The City of New New Orleans began the first of four scheduled removals of Confederate monuments in the city early Monday morning, as police barricaded the Battle for Liberty Place monument and snipers looked on, The Times-Picayune reports. Three other monuments that pay tribute to the city's Confederate history — the statues of Robert E. Lee, Jefferson Davis, and P.G.T. Beauregard — are scheduled to be removed this week and will be placed in storage while the City seeks a museum to house them.
“The removal of these statues sends a clear and unequivocal message to the people of New Orleans and the nation: New Orleans celebrates our diversity, inclusion and tolerance,” said Mayor Mitch Landrieu in a statement on Monday. "This is not about politics, blame or retaliation. This is not a naïve quest to solve all our problems at once. This is about showing the whole world that we as a city and as a people are able to acknowledge, understand, reconcile — and most importantly — choose a better future."
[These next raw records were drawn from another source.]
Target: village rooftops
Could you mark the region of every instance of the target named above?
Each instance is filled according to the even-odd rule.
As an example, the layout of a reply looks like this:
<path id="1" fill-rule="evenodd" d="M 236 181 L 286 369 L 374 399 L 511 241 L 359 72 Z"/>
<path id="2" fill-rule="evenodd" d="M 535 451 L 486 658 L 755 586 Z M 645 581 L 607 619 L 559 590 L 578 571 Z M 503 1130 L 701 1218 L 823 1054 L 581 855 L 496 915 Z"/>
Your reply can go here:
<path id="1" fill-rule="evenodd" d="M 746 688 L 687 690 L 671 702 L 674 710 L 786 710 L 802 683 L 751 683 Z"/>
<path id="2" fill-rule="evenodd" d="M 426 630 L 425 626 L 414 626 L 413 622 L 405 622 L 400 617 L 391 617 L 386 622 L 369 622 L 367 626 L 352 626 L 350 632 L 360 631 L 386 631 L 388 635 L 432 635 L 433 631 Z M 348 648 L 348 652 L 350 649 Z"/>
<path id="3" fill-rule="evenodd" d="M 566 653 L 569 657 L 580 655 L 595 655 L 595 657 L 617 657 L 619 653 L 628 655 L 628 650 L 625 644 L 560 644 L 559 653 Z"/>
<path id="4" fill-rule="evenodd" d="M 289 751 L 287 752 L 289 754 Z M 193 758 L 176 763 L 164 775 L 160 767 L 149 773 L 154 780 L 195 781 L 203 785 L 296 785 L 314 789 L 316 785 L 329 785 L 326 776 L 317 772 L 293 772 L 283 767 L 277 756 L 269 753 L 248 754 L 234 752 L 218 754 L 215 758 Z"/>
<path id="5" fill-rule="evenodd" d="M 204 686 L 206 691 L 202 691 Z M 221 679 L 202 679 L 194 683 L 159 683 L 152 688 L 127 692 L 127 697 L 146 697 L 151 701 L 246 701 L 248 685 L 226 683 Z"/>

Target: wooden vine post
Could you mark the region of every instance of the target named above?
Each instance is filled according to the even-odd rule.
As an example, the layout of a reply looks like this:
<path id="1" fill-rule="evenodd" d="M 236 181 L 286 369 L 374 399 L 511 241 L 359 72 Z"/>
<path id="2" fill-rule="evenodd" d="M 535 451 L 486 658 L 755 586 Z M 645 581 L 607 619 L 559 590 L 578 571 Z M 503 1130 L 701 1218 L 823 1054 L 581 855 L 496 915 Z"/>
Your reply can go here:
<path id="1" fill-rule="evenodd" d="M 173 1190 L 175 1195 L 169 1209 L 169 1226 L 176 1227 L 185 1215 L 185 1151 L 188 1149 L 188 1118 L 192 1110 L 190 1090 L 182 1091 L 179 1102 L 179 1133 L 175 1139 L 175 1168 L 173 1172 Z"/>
The Confederate monuments have become a subject of polarization in New Orleans, as groups like Take 'Em Down NOLA have organized in favor of removing the "symbols of white supremacy," as their website reads. The monuments have been set for removal since 2015, when the New Orleans City Council voted 6-1 in favor of removal but the process has been met with opposition. In March, the 5th Circuit U.S. Court of Appeals threw out a lawsuit that sought to stop the removals. Previously, a contractor hired to work on the removal quit after receiving death threats.
As workers, wearing black jackets and cloth to hide their faces, began removing Battle for Liberty Place before sunrise on Monday, protesters in support of the monuments gathered outside of the police barricade, according to The Times-Picayune. A larger protest against the removals was also held in front of the Jefferson Davis statue earlier on Sunday night.
The four Confederate monuments were all built between 1884 and 1915. The Battle of Liberty Place statue was originally constructed in 1891 to commemorate members of the Crescent City White League, a group opposed to Reconstruction and integration, who died during a battle with New Orleans's newly integrated police force. A plaque added to the monument in 1932 honored "white supremacy in the South," before it was covered in 1989 with a new plaque to remember "Americans on both sides."
In his statment on Monday, Mayor Landrieu concluded, "We can remember these divisive chapters in our history in a museum or other facility where they can be put in context — and that’s where these statues belong.”